León encendió un cigarro y les dio la espalda, contemplando la foto.
—Bonita imagen, ¿verdad? —dijo con voz suave—. Anoche, uno de ustedes estuvo aquí con Pedro. Uno de ustedes estaba allí… antes que él incluso.
Nadie habló. Solo el tic-tac del reloj llenaba la sala.
—Sabemos que Sophia estaba viva a las 23:30. Sabemos que Pedro llegó después de esa hora. Sabemos que alguien más estaba allí.
Se giró y clavó los ojos en ellos.
—Lo que aún no sé… es quién de ustedes.
Caminó despacio frente a ellos, deteniéndose en Valentina.
—Tú eras su sombra, Valentina. La conocías mejor que nadie. Sabías dónde estaría y a qué hora. Sabías que corría sola por la noche.
Valentina lo miró con frialdad.
—Yo estaba en mi habitación.
León sonrió.
—Lo revisaré.
Siguió hasta Raúl.
—Tú tenías las llaves de la puerta trasera del gimnasio. Podías entrar y salir sin ser visto. Nadie te esperaría en la cancha, ¿verdad?
Raúl lo fulminó con la mirada, pero no dijo nada.
Luego, se inclinó sobre Diego.
—Y tú… —su voz se volvió más suave, casi burlona—. Tú tienes esa manía de corregir exámenes hasta tarde, ¿no? Pero las cámaras no te vieron salir de tu despacho cuando dijiste. —León ladeó la cabeza—. ¿A qué hora saliste realmente, Diego?
El profesor tragó saliva.
—A las… once y cuarenta.
—Ah. —León sonrió—. Eso te da diez minutos para llegar a la cancha y matarla.
—Yo… no fui.
El inspector se enderezó y apagó el cigarro.
—Pues las cámaras me lo dirán —dijo—. Las he pedido esta mañana. Así que, quien quiera contarme la verdad ahora, tiene una sola oportunidad de hacerlo antes de que las imágenes hablen.
El silencio era denso.
Pero entonces… un leve sonido. El de un zapato arrastrándose. Jazmín.
Ella lo miró, los ojos empañados, las manos temblorosas.
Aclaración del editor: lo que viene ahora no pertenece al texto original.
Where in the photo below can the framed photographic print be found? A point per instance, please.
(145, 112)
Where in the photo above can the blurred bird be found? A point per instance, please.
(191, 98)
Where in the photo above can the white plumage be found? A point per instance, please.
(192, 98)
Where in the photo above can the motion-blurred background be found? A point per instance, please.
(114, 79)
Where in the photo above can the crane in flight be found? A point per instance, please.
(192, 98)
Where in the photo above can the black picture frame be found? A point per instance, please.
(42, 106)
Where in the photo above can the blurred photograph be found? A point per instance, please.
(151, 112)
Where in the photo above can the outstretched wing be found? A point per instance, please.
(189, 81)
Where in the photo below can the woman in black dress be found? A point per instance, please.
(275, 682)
—Yo… —susurró—. Yo vi algo más.
León la miró con interés.
—Habla.
Jazmín respiró hondo.
—Vi… vi a Sophia hablando con alguien… antes de que Pedro llegara. —Se frotó los brazos—. No solo discutiendo. Le estaba dando… algo. Un sobre. Y esa persona… esa persona llevaba una chaqueta del equipo deportivo.
León entrecerró los ojos.
—¿Del equipo deportivo?
Ella asintió.
El inspector miró lentamente a Raúl, el entrenador, que ahora tenía la mirada baja, las manos crispadas sobre las rodillas.
—Ah —murmuró León—. Eso ya suena más interesante.
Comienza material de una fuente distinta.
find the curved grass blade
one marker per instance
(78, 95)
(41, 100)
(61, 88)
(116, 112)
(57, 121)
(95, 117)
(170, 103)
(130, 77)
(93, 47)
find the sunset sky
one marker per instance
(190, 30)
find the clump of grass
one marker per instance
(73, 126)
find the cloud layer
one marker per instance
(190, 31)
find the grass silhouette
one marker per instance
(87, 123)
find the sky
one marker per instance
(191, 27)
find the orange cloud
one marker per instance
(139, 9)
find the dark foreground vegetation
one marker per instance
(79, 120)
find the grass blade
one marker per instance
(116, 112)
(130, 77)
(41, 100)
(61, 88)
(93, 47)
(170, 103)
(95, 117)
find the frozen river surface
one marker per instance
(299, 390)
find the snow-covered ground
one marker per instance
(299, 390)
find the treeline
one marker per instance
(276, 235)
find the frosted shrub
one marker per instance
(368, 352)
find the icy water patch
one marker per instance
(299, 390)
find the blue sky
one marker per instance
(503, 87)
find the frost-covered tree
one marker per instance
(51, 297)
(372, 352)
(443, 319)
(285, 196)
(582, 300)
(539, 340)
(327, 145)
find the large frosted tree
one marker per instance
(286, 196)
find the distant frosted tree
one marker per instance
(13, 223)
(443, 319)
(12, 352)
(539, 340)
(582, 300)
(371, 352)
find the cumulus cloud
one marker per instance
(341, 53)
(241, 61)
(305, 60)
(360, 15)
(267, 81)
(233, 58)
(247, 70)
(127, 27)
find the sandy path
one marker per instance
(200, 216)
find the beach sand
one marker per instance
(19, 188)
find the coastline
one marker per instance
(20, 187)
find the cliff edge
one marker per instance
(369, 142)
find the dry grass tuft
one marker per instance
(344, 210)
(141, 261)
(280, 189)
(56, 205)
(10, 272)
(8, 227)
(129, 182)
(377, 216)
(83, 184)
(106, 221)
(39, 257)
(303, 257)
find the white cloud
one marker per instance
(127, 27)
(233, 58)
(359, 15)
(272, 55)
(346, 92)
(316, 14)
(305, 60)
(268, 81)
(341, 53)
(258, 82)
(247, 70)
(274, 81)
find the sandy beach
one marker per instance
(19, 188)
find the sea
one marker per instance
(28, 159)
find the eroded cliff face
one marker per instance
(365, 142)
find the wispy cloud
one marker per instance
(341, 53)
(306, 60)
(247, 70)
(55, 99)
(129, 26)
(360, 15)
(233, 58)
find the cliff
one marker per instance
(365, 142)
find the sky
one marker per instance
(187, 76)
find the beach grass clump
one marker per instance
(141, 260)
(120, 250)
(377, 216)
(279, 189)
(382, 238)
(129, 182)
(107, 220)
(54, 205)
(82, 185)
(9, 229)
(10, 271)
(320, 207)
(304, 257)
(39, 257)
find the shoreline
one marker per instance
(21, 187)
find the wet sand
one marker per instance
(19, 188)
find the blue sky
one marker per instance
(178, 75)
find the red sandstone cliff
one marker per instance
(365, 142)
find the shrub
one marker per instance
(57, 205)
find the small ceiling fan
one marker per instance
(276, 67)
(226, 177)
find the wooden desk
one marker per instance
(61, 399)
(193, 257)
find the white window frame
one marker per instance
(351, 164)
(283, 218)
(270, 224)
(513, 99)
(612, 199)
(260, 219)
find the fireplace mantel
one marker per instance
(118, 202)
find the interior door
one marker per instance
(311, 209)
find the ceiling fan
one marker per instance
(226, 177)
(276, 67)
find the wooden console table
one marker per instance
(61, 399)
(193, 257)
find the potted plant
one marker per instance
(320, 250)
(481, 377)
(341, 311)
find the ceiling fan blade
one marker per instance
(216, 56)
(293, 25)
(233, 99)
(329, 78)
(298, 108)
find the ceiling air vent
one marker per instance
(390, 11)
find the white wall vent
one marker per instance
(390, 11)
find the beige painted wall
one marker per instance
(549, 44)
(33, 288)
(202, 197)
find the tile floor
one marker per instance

Raúl levantó la vista, su respiración rápida.
León dio un paso hacia él.
—¿Por qué no nos cuenta qué había en ese sobre, Raúl? —preguntó, con voz peligrosa—. Y por qué diablos estaba usted en esa cancha anoche.
Raúl se inclinó hacia adelante, los ojos encendidos de rabia… pero también de miedo.
—Ella… —empezó, y su voz retumbó en la sala—. Ella me tenía en sus manos. Pero yo no la maté.
León sonrió apenas.
—No se preocupe. —Sacó un nuevo cigarro y lo encendió—. Todavía tiene tiempo para convencerme de eso.
Y lo miró con una intensidad que heló la sangre de todos.